TIFAC Centre of Relevance and Excellence, Centre of PG Studies and Research, Pharmacy Department, The Maharaja Sayajirao University of Baroda, Donors Plaza, Fatehgunj, Vadodara, Gujarat 390002, India.
Acta Biomater. 2011 Dec;7(12):4169-76. doi: 10.1016/j.actbio.2011.07.025. Epub 2011 Jul 30.
Olanzapine (OZ) is a second-generation or atypical antipsychotic which selectively binds to central dopamine D₂ and serotonin (5-HT(2c)) receptors. It has poor bioavailability due to hepatic first-pass metabolism and low permeability into the brain due to efflux by P-glycoproteins. The present investigation aimed to prepare a nanoparticulate drug delivery system of OZ using poly(lactic-co-glycolic acid) (PLGA) for direct nose-to-brain delivery to provide brain targeting and sustained release. PLGA nanoparticles (NP) were prepared by the nanoprecipitation technique and characterized by entrapment efficiency, particle size, zeta potential, modulated temperature differential scanning calorimetry (MTDSC) and X-ray diffraction (XRD) studies. The NP were evaluated for in vitro release, ex vivo diffusion, toxicity and pharmacokinetic studies. The NP were 91.2±5.2 nm in diameter and had entrapment efficiency 68.91±2.31%. MTDSC studies indicated broadening of the drug peak and a shift in the polymer peak, possibly due to physical interaction or H-bonding between the carbonyl groups of PLGA and the NH groups of OZ, and also due to the plasticization effect of OZ on PLGA. XRD studies indicated a decrease in the crystallinity of OZ or amorphization.

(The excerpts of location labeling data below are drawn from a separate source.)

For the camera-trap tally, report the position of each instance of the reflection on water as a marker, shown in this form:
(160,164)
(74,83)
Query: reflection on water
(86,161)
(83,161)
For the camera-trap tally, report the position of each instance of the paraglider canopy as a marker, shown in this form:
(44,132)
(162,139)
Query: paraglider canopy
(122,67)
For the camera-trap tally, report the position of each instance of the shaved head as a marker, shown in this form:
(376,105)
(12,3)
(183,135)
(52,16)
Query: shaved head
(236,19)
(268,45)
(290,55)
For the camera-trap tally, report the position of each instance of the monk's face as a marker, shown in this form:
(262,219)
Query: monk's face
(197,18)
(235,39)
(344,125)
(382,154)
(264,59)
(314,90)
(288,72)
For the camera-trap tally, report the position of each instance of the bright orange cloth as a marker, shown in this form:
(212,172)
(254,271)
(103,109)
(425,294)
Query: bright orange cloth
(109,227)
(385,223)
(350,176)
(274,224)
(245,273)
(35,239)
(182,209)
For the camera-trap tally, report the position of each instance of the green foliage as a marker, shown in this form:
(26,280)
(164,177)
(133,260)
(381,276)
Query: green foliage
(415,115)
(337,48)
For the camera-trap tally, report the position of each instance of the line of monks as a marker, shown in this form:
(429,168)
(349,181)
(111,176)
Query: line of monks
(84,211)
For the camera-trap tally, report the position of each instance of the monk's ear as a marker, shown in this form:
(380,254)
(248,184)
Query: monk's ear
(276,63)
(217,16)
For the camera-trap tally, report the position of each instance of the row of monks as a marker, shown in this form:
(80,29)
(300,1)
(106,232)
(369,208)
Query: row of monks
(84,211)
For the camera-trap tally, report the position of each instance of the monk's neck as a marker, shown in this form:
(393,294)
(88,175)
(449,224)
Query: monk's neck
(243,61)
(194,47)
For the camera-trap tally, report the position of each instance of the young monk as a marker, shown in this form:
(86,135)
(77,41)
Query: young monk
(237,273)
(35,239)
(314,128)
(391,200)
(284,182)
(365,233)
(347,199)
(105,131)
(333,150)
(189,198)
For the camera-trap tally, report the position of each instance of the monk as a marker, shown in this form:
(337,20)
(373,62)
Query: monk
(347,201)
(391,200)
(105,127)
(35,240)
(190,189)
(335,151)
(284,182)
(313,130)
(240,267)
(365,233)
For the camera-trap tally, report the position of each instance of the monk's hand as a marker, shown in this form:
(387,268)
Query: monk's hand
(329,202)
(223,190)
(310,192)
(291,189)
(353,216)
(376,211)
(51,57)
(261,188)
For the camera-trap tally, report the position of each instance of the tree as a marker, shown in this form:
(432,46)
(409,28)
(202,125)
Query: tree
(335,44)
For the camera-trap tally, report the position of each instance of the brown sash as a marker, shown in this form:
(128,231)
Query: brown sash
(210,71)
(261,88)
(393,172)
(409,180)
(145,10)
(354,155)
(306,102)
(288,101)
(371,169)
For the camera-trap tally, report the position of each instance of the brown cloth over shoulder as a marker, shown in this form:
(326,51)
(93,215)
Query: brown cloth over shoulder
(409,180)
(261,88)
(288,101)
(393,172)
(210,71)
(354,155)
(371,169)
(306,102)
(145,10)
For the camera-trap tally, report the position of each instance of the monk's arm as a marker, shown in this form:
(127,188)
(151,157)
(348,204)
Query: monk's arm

In vitro drug release showed a biphasic pattern with initial burst release and, later, sustained release (43.26±0.156% after 120 h), following the Fickian diffusion-based release mechanism. Ex vivo diffusion through sheep nasal mucosa showed 13.21±1.59% of drug diffusion in 210 min from NP. Histopathological study of sheep nasal mucosa showed no significant adverse effect of OZ-loaded NP. In vivo pharmacokinetic studies showed 6.35 and 10.86 times higher uptake of intranasally delivered NP than OZ solution delivered through intravenous (IV) and intranasal (IN) route, respectively. These results proved that OZ could be transported directly to the brain after IN delivery of PLGA NP, enhanced drug concentration in the brain and would therefore be effective in improving the treatment of central nervous system disorders.
奥氮平(OZ)是一种第二代或非典型抗精神病药,它选择性地结合中枢多巴胺 D₂ 和血清素(5-HT(2c))受体。由于肝脏首过代谢和 P-糖蛋白的外排导致脑内通透性低,其生物利用度较差。本研究旨在使用聚(乳酸-共-乙醇酸)(PLGA)制备奥氮平的纳米药物递送系统,用于直接经鼻递送至脑,提供脑靶向和持续释放。PLGA 纳米粒(NP)通过纳米沉淀技术制备,并通过包封效率、粒径、Zeta 电位、调制温度差示扫描量热法(MTDSC)和 X 射线衍射(XRD)研究进行表征。NP 进行了体外释放、离体扩散、毒性和药代动力学研究。NP 的直径为 91.2±5.2nm,包封效率为 68.91±2.31%。MTDSC 研究表明,药物峰变宽,聚合物峰发生位移,这可能是由于 PLGA 的羰基与 OZ 的 NH 基团之间的物理相互作用或氢键,以及 OZ 对 PLGA 的塑化作用。XRD 研究表明 OZ 的结晶度降低或无定形化。体外药物释放呈两相模式,具有初始突释,随后为持续释放(120h 后释放 43.26±0.156%),遵循基于菲克扩散的释放机制。通过绵羊鼻黏膜的离体扩散研究显示,NP 在 210min 内有 13.21±1.59%的药物扩散。绵羊鼻黏膜的组织病理学研究表明,负载 OZ 的 NP 无明显不良反应。体内药代动力学研究表明,经鼻给予 NP 后,药物的摄取量分别比经静脉(IV)和经鼻(IN)途径给予 OZ 溶液高 6.35 倍和 10.86 倍。这些结果证明,PLGA NP 经鼻给药后,奥氮平可直接输送到大脑,增加大脑中的药物浓度,从而有效改善中枢神经系统疾病的治疗效果。